Shakeman Mugari/Blessing Zulu
LESS than two months into the year, six ministries are already in trouble after they exhausted their budget allocations, the Zimbabwe Independent head this week.
Last Thursday, a number of cabinet ministers were reportedly involved in a marathon budget meeting where they are understood to have discussed the plight of ministries that had overshot their budget votes.
The situation has been compounded by the introduction of three more portfolios that were unbudgeted for by then minister of Finance and Economic Development, Herbert Murerwa. The ministers of state for Policy Implementation (Webster Shamu) and Indigenisation and Empowerment (Josiah Tungamirai) come into offices without budgets.
Also unaccounted for is the new portfolio of Anti-Corruption and Anti-Monopolies (Didymus Mutasa).
The new department heads will require a fully-fledged office, personnel and the usual expensive cars.
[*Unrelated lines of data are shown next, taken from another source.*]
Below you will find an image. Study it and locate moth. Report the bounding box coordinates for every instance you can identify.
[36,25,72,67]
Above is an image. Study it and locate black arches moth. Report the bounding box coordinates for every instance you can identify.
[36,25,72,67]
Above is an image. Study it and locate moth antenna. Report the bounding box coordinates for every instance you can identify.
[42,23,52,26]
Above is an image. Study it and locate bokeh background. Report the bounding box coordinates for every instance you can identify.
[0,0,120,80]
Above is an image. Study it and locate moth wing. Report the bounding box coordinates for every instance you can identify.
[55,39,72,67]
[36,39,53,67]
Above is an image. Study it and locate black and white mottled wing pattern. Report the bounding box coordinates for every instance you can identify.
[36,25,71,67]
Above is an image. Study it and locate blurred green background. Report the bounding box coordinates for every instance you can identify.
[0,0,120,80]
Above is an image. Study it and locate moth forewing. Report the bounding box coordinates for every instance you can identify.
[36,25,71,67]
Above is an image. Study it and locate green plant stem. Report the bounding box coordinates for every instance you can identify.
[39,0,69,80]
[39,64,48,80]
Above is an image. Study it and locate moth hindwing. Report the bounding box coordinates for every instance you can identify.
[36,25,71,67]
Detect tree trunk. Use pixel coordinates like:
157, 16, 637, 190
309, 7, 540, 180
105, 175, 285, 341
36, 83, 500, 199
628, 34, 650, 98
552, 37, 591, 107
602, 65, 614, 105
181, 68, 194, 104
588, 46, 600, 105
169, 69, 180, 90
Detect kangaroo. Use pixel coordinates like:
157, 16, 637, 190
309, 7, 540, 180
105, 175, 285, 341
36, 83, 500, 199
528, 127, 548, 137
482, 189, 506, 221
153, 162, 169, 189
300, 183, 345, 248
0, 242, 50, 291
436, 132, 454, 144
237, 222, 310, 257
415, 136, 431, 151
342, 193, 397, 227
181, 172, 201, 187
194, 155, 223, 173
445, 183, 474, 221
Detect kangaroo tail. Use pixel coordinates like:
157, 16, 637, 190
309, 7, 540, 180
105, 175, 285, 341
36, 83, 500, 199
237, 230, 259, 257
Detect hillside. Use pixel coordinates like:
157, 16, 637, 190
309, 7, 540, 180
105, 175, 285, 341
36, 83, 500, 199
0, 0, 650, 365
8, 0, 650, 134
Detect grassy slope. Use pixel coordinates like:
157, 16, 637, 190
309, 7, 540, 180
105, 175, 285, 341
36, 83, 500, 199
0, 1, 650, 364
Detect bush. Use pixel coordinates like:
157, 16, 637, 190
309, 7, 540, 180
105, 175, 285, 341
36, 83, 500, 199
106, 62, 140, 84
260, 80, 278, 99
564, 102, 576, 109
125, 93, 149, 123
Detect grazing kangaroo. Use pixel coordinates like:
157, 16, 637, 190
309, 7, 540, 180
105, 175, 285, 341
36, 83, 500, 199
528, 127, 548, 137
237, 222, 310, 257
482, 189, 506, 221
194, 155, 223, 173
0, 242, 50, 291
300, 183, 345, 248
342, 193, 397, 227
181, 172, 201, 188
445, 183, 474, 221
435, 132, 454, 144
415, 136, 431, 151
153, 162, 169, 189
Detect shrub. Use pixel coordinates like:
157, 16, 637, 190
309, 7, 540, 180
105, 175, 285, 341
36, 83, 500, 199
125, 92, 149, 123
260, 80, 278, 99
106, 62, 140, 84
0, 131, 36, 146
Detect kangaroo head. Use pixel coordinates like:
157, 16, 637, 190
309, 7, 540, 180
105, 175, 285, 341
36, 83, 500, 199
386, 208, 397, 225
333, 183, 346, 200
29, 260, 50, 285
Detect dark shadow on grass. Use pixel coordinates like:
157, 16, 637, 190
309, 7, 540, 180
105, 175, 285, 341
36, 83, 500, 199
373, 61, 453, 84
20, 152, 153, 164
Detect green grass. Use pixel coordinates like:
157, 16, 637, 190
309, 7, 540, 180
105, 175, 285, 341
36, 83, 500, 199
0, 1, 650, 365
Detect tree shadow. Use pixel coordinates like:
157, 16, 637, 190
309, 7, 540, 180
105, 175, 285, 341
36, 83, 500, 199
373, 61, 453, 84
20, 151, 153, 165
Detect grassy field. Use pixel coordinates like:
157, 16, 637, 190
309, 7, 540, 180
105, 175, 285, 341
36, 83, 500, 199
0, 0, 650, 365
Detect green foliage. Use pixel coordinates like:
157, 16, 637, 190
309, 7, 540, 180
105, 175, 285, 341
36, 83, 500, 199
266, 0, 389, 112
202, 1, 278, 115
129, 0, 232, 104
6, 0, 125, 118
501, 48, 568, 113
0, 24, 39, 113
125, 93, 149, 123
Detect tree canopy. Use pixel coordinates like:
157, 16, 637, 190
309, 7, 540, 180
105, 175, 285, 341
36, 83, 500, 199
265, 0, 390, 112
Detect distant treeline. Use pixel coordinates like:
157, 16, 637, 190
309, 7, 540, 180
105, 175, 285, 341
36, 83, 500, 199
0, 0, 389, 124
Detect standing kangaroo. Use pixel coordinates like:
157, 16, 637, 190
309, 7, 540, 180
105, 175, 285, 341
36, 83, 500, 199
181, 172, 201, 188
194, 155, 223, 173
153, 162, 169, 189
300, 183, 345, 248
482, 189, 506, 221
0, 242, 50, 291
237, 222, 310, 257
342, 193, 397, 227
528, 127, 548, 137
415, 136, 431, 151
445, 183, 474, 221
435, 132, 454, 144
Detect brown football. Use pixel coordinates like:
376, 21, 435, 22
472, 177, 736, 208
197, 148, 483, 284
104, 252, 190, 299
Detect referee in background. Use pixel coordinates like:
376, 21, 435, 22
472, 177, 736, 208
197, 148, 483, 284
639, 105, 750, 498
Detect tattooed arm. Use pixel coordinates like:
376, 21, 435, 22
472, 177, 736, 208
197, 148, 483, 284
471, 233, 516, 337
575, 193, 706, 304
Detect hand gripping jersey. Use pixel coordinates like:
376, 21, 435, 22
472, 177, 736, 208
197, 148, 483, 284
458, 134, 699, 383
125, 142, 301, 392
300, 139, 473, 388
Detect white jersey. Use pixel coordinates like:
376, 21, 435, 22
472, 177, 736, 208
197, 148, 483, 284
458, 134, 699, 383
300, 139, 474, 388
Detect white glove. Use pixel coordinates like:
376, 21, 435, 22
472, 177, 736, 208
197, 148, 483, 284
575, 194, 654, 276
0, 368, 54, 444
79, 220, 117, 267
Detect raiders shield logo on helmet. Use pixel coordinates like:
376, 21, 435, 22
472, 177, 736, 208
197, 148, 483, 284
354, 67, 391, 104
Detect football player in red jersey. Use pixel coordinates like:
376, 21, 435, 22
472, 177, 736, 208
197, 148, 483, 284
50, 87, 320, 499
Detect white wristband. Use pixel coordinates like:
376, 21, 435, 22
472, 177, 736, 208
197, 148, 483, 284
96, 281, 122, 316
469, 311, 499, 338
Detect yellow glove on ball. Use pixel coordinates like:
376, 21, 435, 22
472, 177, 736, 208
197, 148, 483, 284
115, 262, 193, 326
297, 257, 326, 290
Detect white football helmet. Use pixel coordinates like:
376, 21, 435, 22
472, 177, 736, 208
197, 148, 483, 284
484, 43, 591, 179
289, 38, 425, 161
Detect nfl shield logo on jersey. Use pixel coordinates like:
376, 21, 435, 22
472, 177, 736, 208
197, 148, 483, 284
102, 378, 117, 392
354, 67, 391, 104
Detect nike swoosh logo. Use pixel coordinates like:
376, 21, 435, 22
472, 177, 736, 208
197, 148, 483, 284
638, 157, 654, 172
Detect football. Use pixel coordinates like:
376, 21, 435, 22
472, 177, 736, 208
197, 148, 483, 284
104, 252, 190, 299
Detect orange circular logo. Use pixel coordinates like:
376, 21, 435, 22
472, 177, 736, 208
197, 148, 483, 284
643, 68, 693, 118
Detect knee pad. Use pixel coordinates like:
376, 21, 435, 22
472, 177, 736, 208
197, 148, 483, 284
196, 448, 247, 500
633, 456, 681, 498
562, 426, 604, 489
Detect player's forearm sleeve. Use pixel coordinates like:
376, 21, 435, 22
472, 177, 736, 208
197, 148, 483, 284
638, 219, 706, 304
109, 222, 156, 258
Ministries in dire straits include Health, Labour, Defence, Home Affairs and Education. The ministry of Youth, Gender and Employment Creation has also exceeded its budget allocation for this year. The six ministries, which are central to government operations, are understood to have applied to the Finance ministry for more funds to supplement their empty coffers.
The Ministry of Labour is the most seriously affected with revelations this week that July Moyo’s former ministry was sinking into debt. The ministry is faced with a massive wage bill. In his budget presentation last year, Murerwa allocated $3,18 trillion to the Public Service Commission, an amount which sources say did not take into account the January windfall given to civil servants.
The precarious situation has been aggravated by the fact that the civil servants are demanding an additional 400% salary adjustment. The situation has forced government to review its salaries for doctors. The Labour ministry is understood to be making final touches to its supplementary budget that they intend to present to government in the next three weeks. The Youth ministry, used to train the notorious green bombers, has been hit by desertions due to food shortages in the camps.
The sharp increase in the cost of drugs has seen the Health ministry struggling to acquire essential supplies. In a bid to retain staff the Health and Education Ministries have been forced to increase salaries and allowances to staff thereby overshooting their budgets. The Home Affairs ministry has reportedly gone on a spending spree acquiring more vehicles. According to sources the new fleet of vehicles is unbudgeted for.
Most of these ministries were already in arrears when the budget was announced last year. Analysts predict that another trillion-dollar supplementary budget is likely to be announced before June. This flies in the face of Murerwa’s demand that ministries should live within their means in the current fiscal year.
“Unbudgeted expenditures will only be restricted to national emergencies. Ministries will be expected to live within their budget provisions,” said Murerwa in the budget statement.
Reserve Bank of Zimbabwe governor Gideon Gono also made clear in his policy statement that the central bank would not tolerate excessive expenditure by government ministries. He said fiscal discipline is important in the fight against inflation. The upcoming supplementary budget would exacerbate the budget deficit as government goes on a borrowing spree to quench its increasing thirst for funds.
Zimbabwe’s domestic debt stood at $574,5 billion and is threatening to increase further if the government bulges to accommodate new ministries.
The Independent could not obtain a comment from Murerwa who referred the paper to his successor Christopher Kuruneri.